Une jeune employée de
bureau, Ann Walton, ne cesse de fuir, tel un être traqué. Violée, à la veille
de son mariage, elle sillonne les routes sans but précis. Une entorse à la
cheville la cloue bientôt au sol et lui fait perdre connaissance. Elle est alors
recueillie par un pasteur, Bruce Ferguson, qui tente de lui redonner goût à la
vie.
Ida Lupino est une des rares femmes à être passée à la
réalisation durant l’âge d’or Hollywoodien. Déjà actrice en vue, elle s’intéresse
aux aléas de la production et de la réalisation et va ainsi monter sa compagnie
The Filmmakers au sein de laquelle elle pourra lancer des projets de son choix.
C’est lorsque le réalisateur d’un des films de la compagnie doit quitter le
tournage pour raison de santé que Lupino le remplace à la mise en scène et
signe son premier long-métrage Avant de t'aimer (1949). Sa carrière est
lancée et elle alternera sujet sociaux engagé et féministes avec des pépites du
film noir comme Le Voyage de la peur
(1953). C’est dans la première voie que s’inscrit Outrage qui traite
frontalement de la question du viol et de la reconstruction après un tel
traumatisme.
Le passif film noir d’Ida Lupino lui sert à amener
brusquement le drame après un début de film idyllique où l’on fait connaissance
avec la jeune Ann Walton (Mala Powers), son bonheur simple et les préparatifs
de mariage avec son fiancé Jim (Robert Clarke). L’horreur s’invite sans
prévenir un soir où Ann a fait quelques heures supplémentaires au bureau. L’environnement
bienveillant et lumineux du jour laisse place à un dédale urbain étouffant,
ténébreux et expressionniste à travers la photo stylisée d’Archie Stout. L’atmosphère
suffocante réduit les espaces, allongent les ombres, et rapproche
inexorablement la malheureuse proie Ann de son impitoyable prédateur, avant qu’il
commette l’irréparable en hors-champs.
Dès lors notre héroïne ne vivra plus que dans la peur. Peur
du contact d’un homme en qui elle verra toujours un agresseur potentiel, peur
du regard compatissant, inquisiteur ou honteux de son entourage qui la ramène
sans cesse à l’horreur qu’elle a subie. Le seul choix est de fuir, loin de cet
environnement et de cette identité qu’elle n’associe plus qu’à ce drame. Mais
la distance géographique ne suffit pas à éloigner une douleur profondément
intime. Mala Powers est formidable d’intensité par son jeu fébrile et à fleur
de peau. On ressent vraiment cette terreur constante du monde extérieur, à la
fois par la menace potentielle d’une nouvelle agression, mais surtout (et c’est
bien le plus triste) par l’opprobre et la honte qui rejaillit injustement sur
la victime et la fait paradoxalement se sentir honteuse.

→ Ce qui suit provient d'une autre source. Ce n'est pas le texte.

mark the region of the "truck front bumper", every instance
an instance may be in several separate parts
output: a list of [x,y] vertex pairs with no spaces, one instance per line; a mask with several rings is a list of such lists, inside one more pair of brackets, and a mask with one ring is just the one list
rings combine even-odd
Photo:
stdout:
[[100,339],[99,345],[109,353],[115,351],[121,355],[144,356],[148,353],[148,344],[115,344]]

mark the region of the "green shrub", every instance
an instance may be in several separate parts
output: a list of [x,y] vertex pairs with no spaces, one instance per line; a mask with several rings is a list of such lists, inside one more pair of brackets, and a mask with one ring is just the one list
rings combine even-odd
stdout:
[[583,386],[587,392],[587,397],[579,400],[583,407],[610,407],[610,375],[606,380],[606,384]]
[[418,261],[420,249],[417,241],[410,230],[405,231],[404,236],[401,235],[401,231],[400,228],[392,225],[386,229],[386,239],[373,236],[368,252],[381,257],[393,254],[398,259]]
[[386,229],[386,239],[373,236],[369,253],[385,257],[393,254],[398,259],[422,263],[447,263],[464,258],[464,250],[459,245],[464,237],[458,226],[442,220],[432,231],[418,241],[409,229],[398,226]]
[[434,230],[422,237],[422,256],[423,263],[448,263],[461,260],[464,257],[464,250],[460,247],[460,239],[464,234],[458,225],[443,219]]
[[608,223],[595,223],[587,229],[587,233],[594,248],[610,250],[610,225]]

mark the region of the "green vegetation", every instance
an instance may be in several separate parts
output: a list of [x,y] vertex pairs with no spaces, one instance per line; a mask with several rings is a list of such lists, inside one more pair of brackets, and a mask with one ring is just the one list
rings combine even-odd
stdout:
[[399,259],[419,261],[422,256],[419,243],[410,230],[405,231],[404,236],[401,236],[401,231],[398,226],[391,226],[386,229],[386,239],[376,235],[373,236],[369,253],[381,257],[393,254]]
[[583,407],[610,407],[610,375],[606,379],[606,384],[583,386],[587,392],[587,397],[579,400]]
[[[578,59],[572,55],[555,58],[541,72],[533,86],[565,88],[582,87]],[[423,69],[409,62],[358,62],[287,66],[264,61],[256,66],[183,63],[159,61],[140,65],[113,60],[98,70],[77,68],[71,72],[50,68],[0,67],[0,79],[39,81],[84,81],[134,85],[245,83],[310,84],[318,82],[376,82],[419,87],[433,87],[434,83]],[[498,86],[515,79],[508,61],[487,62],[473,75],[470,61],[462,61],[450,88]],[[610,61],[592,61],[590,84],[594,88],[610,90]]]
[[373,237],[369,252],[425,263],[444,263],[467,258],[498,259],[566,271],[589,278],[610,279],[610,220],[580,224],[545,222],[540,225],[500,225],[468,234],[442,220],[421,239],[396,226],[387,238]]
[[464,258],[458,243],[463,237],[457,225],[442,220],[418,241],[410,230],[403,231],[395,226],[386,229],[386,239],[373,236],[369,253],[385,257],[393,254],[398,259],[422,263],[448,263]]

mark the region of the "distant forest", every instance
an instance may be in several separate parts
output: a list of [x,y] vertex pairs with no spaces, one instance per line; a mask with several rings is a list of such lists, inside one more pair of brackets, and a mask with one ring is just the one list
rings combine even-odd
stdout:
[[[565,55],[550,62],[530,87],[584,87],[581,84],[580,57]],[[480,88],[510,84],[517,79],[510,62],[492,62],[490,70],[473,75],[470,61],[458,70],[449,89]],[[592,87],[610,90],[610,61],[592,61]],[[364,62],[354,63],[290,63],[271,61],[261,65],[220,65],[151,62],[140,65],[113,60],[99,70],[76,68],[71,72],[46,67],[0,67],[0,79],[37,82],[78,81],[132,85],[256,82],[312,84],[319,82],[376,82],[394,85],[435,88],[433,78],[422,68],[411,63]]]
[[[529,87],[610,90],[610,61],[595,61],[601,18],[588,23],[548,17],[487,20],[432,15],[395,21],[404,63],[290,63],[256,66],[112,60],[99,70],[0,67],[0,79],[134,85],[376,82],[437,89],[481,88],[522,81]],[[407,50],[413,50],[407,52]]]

Ida Lupino filme avec patience et douceur le retour à la vie
de son héroïne, aidée par la bienveillance du pasteur Ferguson (Tod Andrews).
On sent d’ailleurs ce regard féminin par l’absence de conventions du récit.
Tout concours à un rapprochement et une romance naissante entre Ann et son
bienfaiteur. Ce serait pourtant une nouvelle fois faire reposer son salut dans
les bras d’un homme, et c’est bien par elle-même qu’Ann doit se reconstruire et
reprendre sa vie en main. Lorsque l’histoire arrive au point où cette
convention sentimentale doit se concrétiser, tout cela est désamorcé même si
les sentiments réciproques de chacun sont plus ou moins décelables. Ferguson
est d’ailleurs assez intelligemment caractérisé, un homme doux et bienveillant
apte à réhabiliter son sexe aux yeux d’Ann, mais également (ou du moins se
forçant à être) désintéressé, sa profession religieuse n’étant jamais un
élément ostentatoire et mis en avant. Il s’agit avant tout d’un être charitable
souhaitant aider les autres. Une œuvre passionnante donc qui aborde avec sensibilité et
concision un sujet difficile.
Ressort en salle en ce moment
Bonjour Justin, cela fait un bail que j'aimerais découvrir ce film, sais-tu s'il existe une édition dvd sous-titrée(en anglais ??)ou si une sortie est prévue chez un gentil éditeur français ??
RépondreSupprimerVu la ressortie en salle restaurée on peut s'attendre d'ici quelques mois à une belle ressortie dvd et/ou bluray. En attendant je n'ai pas trouvé d'édition française ou anglaise pour celui-là ! Mais la copie va circuler et peut-être une projection par chez toi !
SupprimerNon, "Outrage" n'est pas prévu au programme du ciné Art & Essai de Pau... qui projette majoritairement des films récents, what a shame !!